The CD's are about the size of a credit card and fit into a computers CD-ROM drive. Some have rounded sides in order to store more information and fit better in the drives, but others can be rectangular and almost identical in size to a paper business card or credit card. As paper cards hold only text, a CD version with 50 megabytes of memory can support about five minutes of video, about 50 minutes of CD-quality music or 1,500 pages of text, according to BIZCARDS ON CD, a division of the Phoenix company Vertigo Interactive Design, Inc. The company sells them for as low as $.80 cents each in orders of 5,000 to 10,000 and $2.00-$3.00 a piece for small orders, typically no fewer than 150.

"Someone is going to take a business card on CD and pass it along to someone else," Vertigo's Karen Looney says. "That's the benefit of having a CD-ROM rather than a piece of paper or brochure. A piece of paper doesn't talk to you."

There is also the practical side of using a business card on CD. Instead of using thousands of sheets of paper, a company can put its annual report on the CD and still have room for a message from the CEO. Marketing departments can put their media kits on CD's. Job hunters can use them for a portfolio. Peter Ashworth, CEO of Avomedia Corp. in Scottsdale, Arizona even suggested a cross-marketing scenario where a clothing company could include with each pair of jeans it sells a CD that shows off its new fall line.

Phoenix resident Jim Buckley, who works for the Sarasota, Florida based Leap Inc. venture capital firm, says he uses the CD's for presentations. He says the CD's are common in the East and are starting to catch on in this part of the country. "It gives you the ability to put a lot of information on a tiny card that people can carry around with them," Leap says. Avomedia's Ashworth says "The CD business card industry is only about 2 years old, but it's growing rapidly."

Like Vertigo Interactive Design, Inc., Avomedia Corp. does its graphics and Web design in house.

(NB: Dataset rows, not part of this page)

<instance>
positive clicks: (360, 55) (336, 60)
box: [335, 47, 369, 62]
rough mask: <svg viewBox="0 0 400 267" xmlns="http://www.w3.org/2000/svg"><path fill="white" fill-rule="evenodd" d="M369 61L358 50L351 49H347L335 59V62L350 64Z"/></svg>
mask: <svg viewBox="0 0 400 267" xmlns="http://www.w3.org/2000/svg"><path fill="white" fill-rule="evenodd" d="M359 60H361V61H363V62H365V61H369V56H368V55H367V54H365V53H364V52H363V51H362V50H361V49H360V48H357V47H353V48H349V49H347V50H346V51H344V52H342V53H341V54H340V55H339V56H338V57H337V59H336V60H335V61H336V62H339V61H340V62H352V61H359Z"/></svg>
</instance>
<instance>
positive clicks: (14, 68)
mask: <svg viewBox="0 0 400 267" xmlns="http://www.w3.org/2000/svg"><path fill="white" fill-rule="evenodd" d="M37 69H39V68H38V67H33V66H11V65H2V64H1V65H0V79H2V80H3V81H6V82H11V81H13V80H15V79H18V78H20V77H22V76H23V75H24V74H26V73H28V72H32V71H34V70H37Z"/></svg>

Others, such as BCD Technologies in Gilbert, Arizona produce the CD's themselves but partner with other companies to do the multimedia work.

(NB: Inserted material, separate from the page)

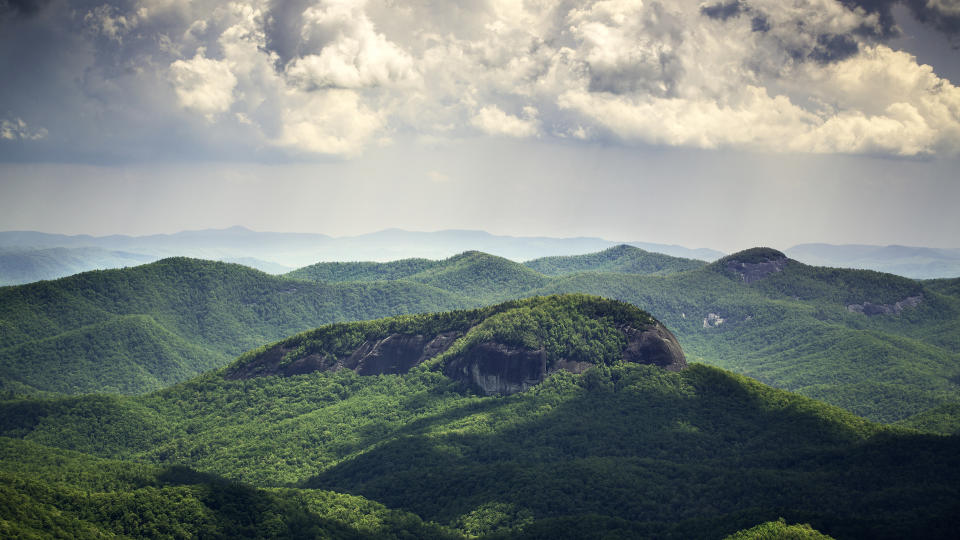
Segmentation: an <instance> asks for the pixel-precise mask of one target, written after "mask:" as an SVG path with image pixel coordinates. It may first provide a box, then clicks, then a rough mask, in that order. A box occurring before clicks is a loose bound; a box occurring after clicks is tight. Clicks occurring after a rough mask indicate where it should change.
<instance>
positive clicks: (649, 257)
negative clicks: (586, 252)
mask: <svg viewBox="0 0 960 540" xmlns="http://www.w3.org/2000/svg"><path fill="white" fill-rule="evenodd" d="M523 264H524V266H527V267H529V268H532V269H533V270H536V271H537V272H540V273H541V274H544V275H548V276H559V275H564V274H575V273H577V272H617V273H622V274H647V275H666V274H672V273H676V272H683V271H685V270H695V269H697V268H700V267H702V266H704V265H705V264H706V263H705V262H703V261H699V260H694V259H684V258H680V257H671V256H669V255H664V254H661V253H650V252H647V251H644V250H642V249H640V248H637V247H634V246H630V245H627V244H620V245H618V246H614V247H612V248H608V249H605V250H603V251H601V252H599V253H589V254H586V255H573V256H555V257H541V258H539V259H533V260H531V261H527V262H525V263H523Z"/></svg>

Because the price per CD goes down with orders of 5,000 or more, large companies typically place bulk orders, passing out the cards at trade shows or exhibitions. Individuals usually keep their orders in the hundreds. Of course, that cost just covers manufacturing the cards. There's also the question of what to put on them. The more sophisticated the work, the more you will pay. "It's a cutting-edge thing still," says Dante Fierros, president of BCD Technologies. "When I pass out the cards at networking functions, the majority of people are still in awe of it."